Petrobras: a deixa para um novo modelo de governança no setor público

Um dos muitos argumentos outrora utilizado para justificar a privatização de empresas públicas era o combate à corrupção. Argumento sintetizado na máxima “a oportunidade faz o ladrão”, supunha, de um lado, que não existiriam pessoas honestas, de outro, que em empresas privadas não ocorreriam atos de corrupção.

Por Edson Furlan*, no Jornal GGN

Petrobras

Para frustração de alguns, um breve estudo do comportamento humano, da história da civilização ou de teorias de personalidade relevam: existem pessoas honestas. Surpresa para outros: elas trabalham também em empresas públicas.

Como é errado pensar que diante de uma mesma situação todos procederiam da mesma forma, o mais adequado seria considerar não que “a oportunidade faz o ladrão”, mas sim que “o ladrão espera a oportunidade”, venha ela numa empresa pública ou numa empresa privada.

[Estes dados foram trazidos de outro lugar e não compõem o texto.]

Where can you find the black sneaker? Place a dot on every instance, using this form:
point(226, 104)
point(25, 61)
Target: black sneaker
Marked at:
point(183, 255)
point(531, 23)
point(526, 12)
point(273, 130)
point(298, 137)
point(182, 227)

As cíclicas crises econômicas pelas quais passam as sociedades capitalistas (a vivida desde 2008 é só mais um exemplo) são oriundas das ações de funcionários e donos de empresas privadas que – movidos por imprudência, ganância, inadequações, conflitos de interesse no interior de corporações, conluio de empresas ou corrupção -, agem em sentido contrário ao bem comum. Por essa razão há leis antitrustes, combate a monopólios, oligopólios, criam-se órgão governamentais reguladores e se faz a tipificação de crimes como:

• Lei Federal n° 7.492, 16.6.86 – Crimes Contra o Sistema Financeiro Nacional;

• Lei Federal nº 8.137, 27.12.90 – Crimes contra a ordem tributária, econômica e contra as relações de consumo;

• Lei Federal nº 9.613, 3.3.98 – Crime de Lavagem ou Ocultação de Bens Direitos e Valores;

• Lei Federal nº 10.028, 19.10.00 – Crimes Contras as Finanças Públicas;

• Lei Federal nº 12.846, 1.8.13 – Responsabilização administrativa e civil de Pessoa Jurídica pela prática de atos contra a administração.

Em decorrência de escândalos financeiros e malfeitos ocorridos em empresas privadas foram criados órgãos de controle interno, mecanismos de auditoria, de segurança, de supervisão de atividades, de operações e foram criados códigos de práticas de Governança Corporativa de modo a mitigar riscos aos negócios, evitar a ocorrência de fraudes, garantir a prestação de contas e a transparência na gestão das empresas.

São exemplos disso o ativismo de Robert A. G. Monks, o Relatório Cadbury, a Lei Sarbanes-Oxley, o Código das Melhores Práticas de Governança do Instituto Brasileiro de Governança Corporativa (IBGC) etc.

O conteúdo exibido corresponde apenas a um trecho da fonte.